Le ostriche e lo champagne di Fiorito con i soldi del partito hanno aperto la falla: da allora, una regione su due è stata visitata dalla Guardia di Finanza. Solo oggi, militari nelle sedi di Marche, Lombardia e ancora Lazio

Nelle ultime ore Marche, Lombardia e ancora Lazio. Nei giorni scorsi Basilicata, Campania, Sardegna, Sicilia, Emilia Romagna, Piemonte e Molise. Tutta colpa delle ostriche e dello champagne di Franco Fiorito.

Da quando è esploso lo scandalo Lazio, la Guardia di Finanza ha fatto irruzione in dieci Regioni su venti per mettere al setaccio i conti dei gruppi consiliari e fare luce su come vengono spesi decine di milioni di euro di fondi pubblici.

Vediamo, regione per regione, cosa sta accadendo.

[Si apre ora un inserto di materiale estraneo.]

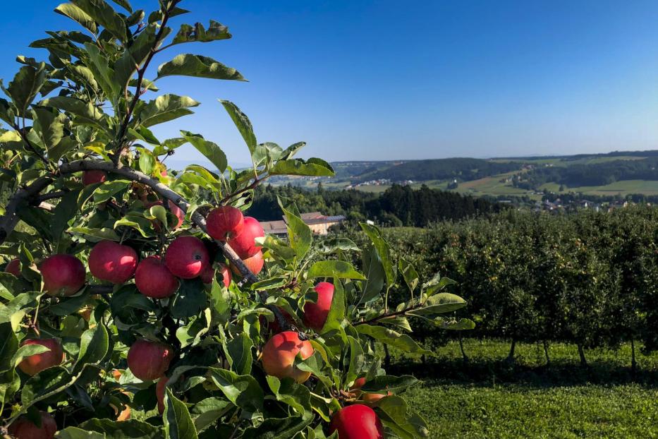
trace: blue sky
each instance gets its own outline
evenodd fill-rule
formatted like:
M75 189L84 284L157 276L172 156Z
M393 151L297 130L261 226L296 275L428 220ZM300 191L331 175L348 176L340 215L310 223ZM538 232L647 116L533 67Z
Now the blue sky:
M4 2L0 77L45 28L74 29L59 1ZM148 8L156 0L133 0ZM658 145L658 2L184 0L174 22L228 25L233 38L179 45L248 83L163 79L202 102L178 129L246 148L217 99L236 102L259 141L308 143L329 160L571 154ZM191 147L174 160L198 160Z

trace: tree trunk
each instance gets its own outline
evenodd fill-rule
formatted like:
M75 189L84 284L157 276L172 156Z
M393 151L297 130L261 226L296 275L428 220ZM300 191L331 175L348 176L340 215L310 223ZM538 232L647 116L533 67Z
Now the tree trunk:
M635 375L638 371L638 363L635 361L635 341L630 337L630 371Z
M509 355L507 356L506 361L508 363L514 362L514 350L516 349L516 339L512 339L512 345L509 347Z
M551 358L548 354L548 342L544 340L544 355L546 356L546 366L551 365Z
M384 365L386 368L391 367L391 354L389 353L389 347L385 343L384 344Z
M468 363L468 356L466 355L466 351L464 350L464 344L461 341L461 331L457 331L459 337L459 349L461 350L461 360L464 363L464 366Z
M580 357L580 366L583 367L587 366L587 359L585 358L585 349L583 348L583 345L578 343L577 344L578 347L578 356Z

LAZIO. L'inchiesta su Franco Fiorito prende il via dalle segnalazioni fatte dall'allora capogruppo Battistoni. L'accusa ha accertato che sui conti di Fiorito sarebbero stati dirottati almeno 1,3 milioni appartenenti al gruppo, ma le indagini non hanno ancora accertato la reale destinazione di assegni per oltre 800mila euro e di bonifici per circa 600mila euro. Una seconda inchiesta riguarda invece il capogruppo dell'Idv alla Pisana Vincenzo Salvatore Maruccio, anche lui indagato per peculato. I pm gli contestano assegni, prelievi in contanti e bonifici dai conti del gruppo in suo favore senza motivazioni o con motivazioni generiche, per un totale di oltre 500mila euro.

LOMBARDIA. I militari delle Fiamme Gialle hanno chiesto i rendiconti completi delle spese sostenute dai gruppi Pdl e Lega dal 2008 al 2012. In particolare l'interesse è incentrato sulle spese effettuate da tre consiglieri: Davide Boni (Lega), Franco Nicoli Cristiani (Pdl) e Massimo Buscemi (Pdl). E proprio mentre la Gdf acquisiva i documenti, i carabinieri hanno arrestato l'assessore alla Casa Domenico Zambetti con l'accusa di voto di scambio e concorso esterno in associazione mafiosa. Secondo gli inquirenti l'uomo politico avrebbe comprato 3mila voti (elezioni 2010), pagando 200mila euro a due esponenti della 'ndrangheta.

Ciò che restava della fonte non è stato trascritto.